Geçtiğimiz günlerde Demokrasi İçin Birlik (DİB) hareketinin kurucularından, eski AİHM Yargıcı ve tecrübeli siyasetçi Rıza Türmen ile, “Dünden Bugüne DİB”i ve Türkiye’nin siyasi gündemini, “Demokrasi Güncesi” isimli programımızda konuştuk.
Programda Türmen’in uluslararası hukuk tecrübesiyle yaptığı teşhis oldukça önemliydi ve aslında giderek artan; buna rağmen marjinal hale getirilmeye çalışılan toplumsal drenişlerin nedenlerini de açıkça tarif ediyordu: “2025 eşiğinde Türkiye, artık bir otoriter rejim inşa ediyor. Bu ortamda siyaset yapma imkânı kalmamış, geriye tek bir meşru yol kalmıştır; Toplumsal Direniş.”
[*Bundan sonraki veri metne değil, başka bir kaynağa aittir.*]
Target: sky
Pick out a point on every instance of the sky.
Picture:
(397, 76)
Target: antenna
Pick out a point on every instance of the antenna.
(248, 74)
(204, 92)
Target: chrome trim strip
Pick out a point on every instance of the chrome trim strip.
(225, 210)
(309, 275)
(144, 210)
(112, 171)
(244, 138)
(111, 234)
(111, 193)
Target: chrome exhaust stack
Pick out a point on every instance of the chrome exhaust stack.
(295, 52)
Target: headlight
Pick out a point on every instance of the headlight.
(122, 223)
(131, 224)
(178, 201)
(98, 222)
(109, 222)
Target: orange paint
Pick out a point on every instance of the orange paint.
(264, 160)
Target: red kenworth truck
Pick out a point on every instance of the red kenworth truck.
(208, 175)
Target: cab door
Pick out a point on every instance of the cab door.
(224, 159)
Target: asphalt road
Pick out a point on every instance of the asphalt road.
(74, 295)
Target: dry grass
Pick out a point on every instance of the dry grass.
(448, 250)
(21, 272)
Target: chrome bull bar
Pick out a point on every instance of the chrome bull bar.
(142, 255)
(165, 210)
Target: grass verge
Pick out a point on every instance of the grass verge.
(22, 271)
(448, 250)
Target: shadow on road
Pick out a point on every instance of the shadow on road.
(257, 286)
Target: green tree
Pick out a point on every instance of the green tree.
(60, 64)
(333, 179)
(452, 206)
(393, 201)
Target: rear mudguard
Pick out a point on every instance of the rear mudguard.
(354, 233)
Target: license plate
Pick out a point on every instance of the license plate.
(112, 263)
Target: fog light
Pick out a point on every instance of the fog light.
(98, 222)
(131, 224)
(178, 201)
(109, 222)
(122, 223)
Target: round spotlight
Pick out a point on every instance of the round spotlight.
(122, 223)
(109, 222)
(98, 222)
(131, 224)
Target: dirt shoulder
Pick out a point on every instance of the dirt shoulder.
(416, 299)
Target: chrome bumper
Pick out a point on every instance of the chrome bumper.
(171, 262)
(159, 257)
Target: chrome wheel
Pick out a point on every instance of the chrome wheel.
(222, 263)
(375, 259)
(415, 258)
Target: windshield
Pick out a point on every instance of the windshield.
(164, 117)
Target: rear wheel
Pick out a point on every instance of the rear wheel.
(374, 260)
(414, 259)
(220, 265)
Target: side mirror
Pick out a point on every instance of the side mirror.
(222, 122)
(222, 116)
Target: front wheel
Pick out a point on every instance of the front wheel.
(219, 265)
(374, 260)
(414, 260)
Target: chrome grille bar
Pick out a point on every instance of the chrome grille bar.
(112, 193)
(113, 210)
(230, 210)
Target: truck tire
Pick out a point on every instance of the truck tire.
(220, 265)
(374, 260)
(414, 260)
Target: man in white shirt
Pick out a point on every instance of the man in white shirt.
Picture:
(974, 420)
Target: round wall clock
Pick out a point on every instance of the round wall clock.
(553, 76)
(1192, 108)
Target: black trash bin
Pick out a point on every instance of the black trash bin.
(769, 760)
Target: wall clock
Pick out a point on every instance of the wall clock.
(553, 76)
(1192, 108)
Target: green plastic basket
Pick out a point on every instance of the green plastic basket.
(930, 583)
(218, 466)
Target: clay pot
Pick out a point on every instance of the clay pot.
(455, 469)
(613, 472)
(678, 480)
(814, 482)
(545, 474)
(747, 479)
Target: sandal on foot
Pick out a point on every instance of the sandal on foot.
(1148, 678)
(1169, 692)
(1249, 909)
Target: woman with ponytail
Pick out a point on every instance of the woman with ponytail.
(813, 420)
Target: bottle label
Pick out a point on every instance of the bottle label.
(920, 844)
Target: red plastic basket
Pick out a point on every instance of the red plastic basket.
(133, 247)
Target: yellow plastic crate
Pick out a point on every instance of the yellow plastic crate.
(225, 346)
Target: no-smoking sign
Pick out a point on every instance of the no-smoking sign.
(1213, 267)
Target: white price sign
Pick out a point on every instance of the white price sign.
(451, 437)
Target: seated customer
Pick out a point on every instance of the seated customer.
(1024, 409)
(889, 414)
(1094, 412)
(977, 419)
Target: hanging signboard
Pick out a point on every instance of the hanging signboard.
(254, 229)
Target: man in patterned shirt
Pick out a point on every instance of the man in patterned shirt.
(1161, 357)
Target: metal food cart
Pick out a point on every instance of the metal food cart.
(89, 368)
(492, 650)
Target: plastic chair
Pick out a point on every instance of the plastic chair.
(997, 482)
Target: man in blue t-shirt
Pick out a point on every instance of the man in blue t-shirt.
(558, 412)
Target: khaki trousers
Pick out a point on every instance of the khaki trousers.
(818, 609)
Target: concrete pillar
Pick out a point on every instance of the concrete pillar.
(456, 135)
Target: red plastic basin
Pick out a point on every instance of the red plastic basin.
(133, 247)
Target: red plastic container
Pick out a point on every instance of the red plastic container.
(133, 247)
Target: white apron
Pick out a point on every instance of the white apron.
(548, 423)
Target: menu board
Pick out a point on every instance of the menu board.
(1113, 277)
Bu söyleşiyle eş zamanlı olarak, direnişi örgütleyen kurumlarda; örgütlerin ve bireylerin içindeki sinsi mekanizma olan “inhibitif iktidar” kavramı da konuşuldu. Siyaset bilimci Şebnem Oğuz’un hem programa destek mesajıyla dile getirdiği hem de daha sonra yazdığı bir makalesinde detaylandırdığı “İnhibitif İktidar” kavramı programda tartışıldı. Aslında bu tarif, çeşitli yapıların, örgütlerin, partilerin yaşadığı enerji kaybının ve genel olarak Türkiye muhalefetindeki o meşum tıkanıklığın yapısal nedenini açıklamaya çalışan bir kavram olarak daha çok tartışılmayı hak ediyor.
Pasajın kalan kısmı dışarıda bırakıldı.